In these areas where no decent jobs are available, families suffer because few if any men are able to find the kinds of jobs that enable them to provide economic support for families. Consequently, marriage rates have plummeted and divorce and separation rates soared. Mothers struggle to support their children with fast-food jobs or welfare checks that, in real inflation-adjusted dollars, have shrunk steadily in the face of efforts to reduce the ballooning federal deficit. When children reach school age, they attend schools where expectations are low, belief in their ability to succeed is often non-existent, and, in many cases, poor funding or financial mismanagement means crumbling buildings, outdated books, no computers, and outmoded labs. Health problems abound, because our ghettos, barrios, and Indian reservations have become dumping grounds for hazardous materials and industries that pollute but do not employ. They abound, too, because African Americans, Hispanic Americans, and American Indians are two to three times as likely to lack any medical insurance, and those who do have insurance are often on Medicaid, which is again under the federal budget ax.

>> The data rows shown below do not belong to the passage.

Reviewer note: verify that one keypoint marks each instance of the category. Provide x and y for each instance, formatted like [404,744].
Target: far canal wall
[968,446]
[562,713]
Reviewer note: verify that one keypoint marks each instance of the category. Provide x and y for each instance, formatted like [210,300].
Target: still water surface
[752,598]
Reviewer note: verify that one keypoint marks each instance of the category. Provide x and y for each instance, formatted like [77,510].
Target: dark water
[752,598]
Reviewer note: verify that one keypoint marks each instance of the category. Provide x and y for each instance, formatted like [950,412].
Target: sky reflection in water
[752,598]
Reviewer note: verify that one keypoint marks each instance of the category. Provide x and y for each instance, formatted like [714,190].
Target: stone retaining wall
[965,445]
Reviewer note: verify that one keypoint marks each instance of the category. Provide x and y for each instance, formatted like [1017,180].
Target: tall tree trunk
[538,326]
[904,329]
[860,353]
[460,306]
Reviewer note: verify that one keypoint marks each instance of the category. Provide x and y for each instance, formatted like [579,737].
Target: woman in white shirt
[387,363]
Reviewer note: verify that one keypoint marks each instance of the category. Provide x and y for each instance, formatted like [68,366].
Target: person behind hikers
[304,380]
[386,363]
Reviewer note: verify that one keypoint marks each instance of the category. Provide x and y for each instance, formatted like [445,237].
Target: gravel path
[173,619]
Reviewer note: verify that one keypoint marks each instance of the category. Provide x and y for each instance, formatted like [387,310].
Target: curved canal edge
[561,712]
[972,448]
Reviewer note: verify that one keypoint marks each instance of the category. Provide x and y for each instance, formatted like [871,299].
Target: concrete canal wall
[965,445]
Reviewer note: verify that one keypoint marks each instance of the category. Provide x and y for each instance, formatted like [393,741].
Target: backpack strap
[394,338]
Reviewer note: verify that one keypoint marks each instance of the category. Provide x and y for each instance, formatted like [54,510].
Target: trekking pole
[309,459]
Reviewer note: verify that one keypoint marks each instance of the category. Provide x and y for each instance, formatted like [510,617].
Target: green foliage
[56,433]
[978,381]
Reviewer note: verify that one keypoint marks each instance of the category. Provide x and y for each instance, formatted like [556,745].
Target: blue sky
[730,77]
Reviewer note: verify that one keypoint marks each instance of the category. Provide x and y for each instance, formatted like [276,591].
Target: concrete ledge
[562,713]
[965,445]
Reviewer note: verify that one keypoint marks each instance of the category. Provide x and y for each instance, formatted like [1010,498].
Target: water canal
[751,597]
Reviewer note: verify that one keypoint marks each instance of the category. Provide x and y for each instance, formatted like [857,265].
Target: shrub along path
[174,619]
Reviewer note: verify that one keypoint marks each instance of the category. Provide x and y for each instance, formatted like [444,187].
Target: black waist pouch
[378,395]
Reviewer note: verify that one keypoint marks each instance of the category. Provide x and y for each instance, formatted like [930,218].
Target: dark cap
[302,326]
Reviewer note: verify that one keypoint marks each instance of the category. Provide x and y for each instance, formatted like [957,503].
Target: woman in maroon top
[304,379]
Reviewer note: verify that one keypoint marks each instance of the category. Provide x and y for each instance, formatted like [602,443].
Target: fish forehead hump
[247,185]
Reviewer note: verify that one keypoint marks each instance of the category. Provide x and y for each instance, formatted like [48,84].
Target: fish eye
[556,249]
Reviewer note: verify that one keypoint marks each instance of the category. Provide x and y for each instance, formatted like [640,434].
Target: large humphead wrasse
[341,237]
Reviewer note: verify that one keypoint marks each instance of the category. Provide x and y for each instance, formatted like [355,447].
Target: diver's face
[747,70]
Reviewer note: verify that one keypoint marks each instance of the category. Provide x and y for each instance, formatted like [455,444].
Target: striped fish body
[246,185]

Can anyone seriously believe that people in racial and ethnic groups who grow up in such conditions have the same opportunities in life as the average white American? Affirmative action has been a means to partially - and only partially - offset the continuing reality of unequal opportunity in American society. It has had real benefits - the most obvious being the growth of the black and Hispanic middle classes over the past few decades. But these benefits have not been enough to offset the continuing, and in some ways worsening, economic abandonment, environmental destruction, and educational neglect of the areas where most African Americans, Hispanic Americans, and American Indians live. To now take away the one thing that was partially offsetting these forces would be to guarantee increased racial inequality in the future. Abolishing affirmative action might be the politically popular thing to do, but in no way is it the right thing to do or the fair thing to do.